Abstract

For the period 2020-2021, 90 operated CRC patients were examined. Patients were divided into two groups: 1 - 50 patients operated on for CRC without acute bowel obstruction (ABO); 2 - 40 patients operated on for tumor ABO caused by CRC. To determine sCD14-ST by the ELISA (enzyme-linked immunosorbent assay) method, venous blood was taken 1h before surgery and 72h after it (third day). sCD14-ST levels were higher in CRC patients with ABO, organ dysfunction, and dead patients.
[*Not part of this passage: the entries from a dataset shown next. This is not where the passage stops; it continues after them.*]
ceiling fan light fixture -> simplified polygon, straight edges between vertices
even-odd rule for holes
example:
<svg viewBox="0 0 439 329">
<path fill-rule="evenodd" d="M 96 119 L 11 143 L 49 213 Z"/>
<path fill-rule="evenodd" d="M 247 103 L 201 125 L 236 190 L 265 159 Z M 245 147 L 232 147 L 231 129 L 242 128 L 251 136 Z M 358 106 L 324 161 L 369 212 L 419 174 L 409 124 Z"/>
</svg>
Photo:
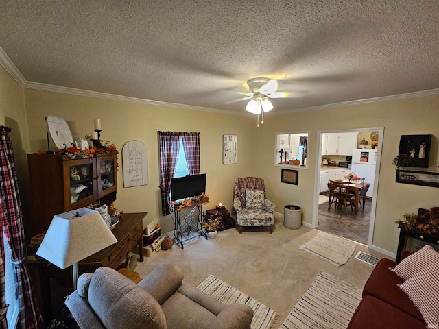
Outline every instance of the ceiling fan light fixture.
<svg viewBox="0 0 439 329">
<path fill-rule="evenodd" d="M 263 112 L 265 113 L 271 111 L 273 109 L 273 104 L 272 104 L 272 102 L 270 101 L 270 100 L 268 100 L 268 99 L 267 98 L 262 101 L 261 105 L 262 110 L 263 110 Z"/>
<path fill-rule="evenodd" d="M 261 113 L 261 106 L 259 101 L 253 97 L 248 102 L 247 106 L 246 106 L 246 110 L 250 113 L 257 114 L 258 113 Z"/>
</svg>

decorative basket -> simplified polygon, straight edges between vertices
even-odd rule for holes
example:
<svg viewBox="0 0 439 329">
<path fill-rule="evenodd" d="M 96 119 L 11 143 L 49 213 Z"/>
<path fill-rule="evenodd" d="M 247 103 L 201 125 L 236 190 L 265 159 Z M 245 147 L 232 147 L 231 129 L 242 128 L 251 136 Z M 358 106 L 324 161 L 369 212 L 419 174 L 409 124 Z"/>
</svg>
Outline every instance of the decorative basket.
<svg viewBox="0 0 439 329">
<path fill-rule="evenodd" d="M 162 243 L 162 250 L 169 250 L 174 245 L 174 241 L 169 236 L 167 236 Z"/>
</svg>

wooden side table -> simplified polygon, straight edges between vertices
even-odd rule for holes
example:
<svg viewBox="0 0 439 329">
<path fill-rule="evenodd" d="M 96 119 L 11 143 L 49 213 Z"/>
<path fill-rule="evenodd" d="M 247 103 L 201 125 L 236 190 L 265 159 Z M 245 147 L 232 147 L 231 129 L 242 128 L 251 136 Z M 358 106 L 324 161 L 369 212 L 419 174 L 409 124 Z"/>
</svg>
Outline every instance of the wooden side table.
<svg viewBox="0 0 439 329">
<path fill-rule="evenodd" d="M 112 231 L 117 243 L 87 257 L 78 263 L 78 273 L 93 272 L 102 266 L 116 269 L 123 261 L 128 252 L 139 245 L 140 261 L 143 261 L 143 220 L 147 212 L 124 213 L 122 219 Z M 73 283 L 71 267 L 65 269 L 47 262 L 46 260 L 29 253 L 27 262 L 31 269 L 36 269 L 36 280 L 32 282 L 40 292 L 40 308 L 46 325 L 52 319 L 52 300 L 51 278 Z M 72 286 L 73 287 L 73 286 Z"/>
</svg>

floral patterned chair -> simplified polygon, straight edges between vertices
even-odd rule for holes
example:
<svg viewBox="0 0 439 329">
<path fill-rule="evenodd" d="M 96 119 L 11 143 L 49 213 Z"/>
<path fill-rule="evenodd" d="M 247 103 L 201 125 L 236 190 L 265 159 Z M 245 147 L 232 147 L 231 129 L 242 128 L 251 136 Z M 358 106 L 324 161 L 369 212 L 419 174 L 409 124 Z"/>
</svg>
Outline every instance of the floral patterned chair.
<svg viewBox="0 0 439 329">
<path fill-rule="evenodd" d="M 265 197 L 262 178 L 238 178 L 235 183 L 233 208 L 236 210 L 236 229 L 239 233 L 242 233 L 243 226 L 270 226 L 270 232 L 273 232 L 276 204 Z"/>
</svg>

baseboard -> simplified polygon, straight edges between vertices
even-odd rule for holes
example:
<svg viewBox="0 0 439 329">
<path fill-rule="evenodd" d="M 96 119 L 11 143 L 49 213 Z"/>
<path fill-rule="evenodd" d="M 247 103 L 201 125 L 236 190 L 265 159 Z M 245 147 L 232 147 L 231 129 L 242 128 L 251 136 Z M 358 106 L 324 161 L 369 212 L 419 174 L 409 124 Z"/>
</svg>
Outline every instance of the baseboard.
<svg viewBox="0 0 439 329">
<path fill-rule="evenodd" d="M 394 252 L 390 252 L 388 250 L 385 250 L 385 249 L 380 248 L 373 245 L 370 247 L 370 249 L 371 249 L 372 250 L 375 250 L 375 252 L 380 252 L 385 256 L 388 256 L 392 258 L 396 259 L 396 254 Z"/>
</svg>

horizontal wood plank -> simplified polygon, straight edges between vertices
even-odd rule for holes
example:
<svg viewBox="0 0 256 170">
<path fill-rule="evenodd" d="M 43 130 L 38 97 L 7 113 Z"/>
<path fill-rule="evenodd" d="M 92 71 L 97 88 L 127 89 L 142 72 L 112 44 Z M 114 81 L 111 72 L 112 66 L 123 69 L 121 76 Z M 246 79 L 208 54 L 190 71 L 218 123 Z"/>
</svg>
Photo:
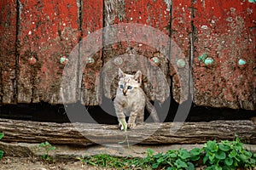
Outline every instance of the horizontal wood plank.
<svg viewBox="0 0 256 170">
<path fill-rule="evenodd" d="M 232 140 L 239 137 L 243 142 L 256 144 L 256 126 L 249 120 L 185 122 L 172 133 L 177 125 L 179 124 L 145 123 L 125 133 L 119 130 L 117 125 L 0 119 L 0 132 L 4 133 L 3 142 L 41 143 L 47 140 L 60 144 L 118 144 L 128 137 L 130 144 L 201 144 L 211 139 Z"/>
</svg>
If the sCD14-ST level on the third day after surgery is greater than 520pg/ml, the risk of a fatal outcome is 12.3 times higher than at its lower level [odds ratio (OR): 12.3, 95% CI: 2.34-64.20]. With the increase in the sCD14-ST level on the third day after surgery from baseline or its decrease by no more than 8.8pg/ml, the risk of organ dysfunctions is 6.5 times higher than with its greater decline (OR: 6.5, 95% CI: 1.66-25.83). This study has demonstrated that in CRC patients, sCD14-ST can be used as a predictive criterion for the development of organ dysfunction and death. Significantly worse results and prognosis were observed in the patients with higher levels of sCD14-ST on the third day after surgery.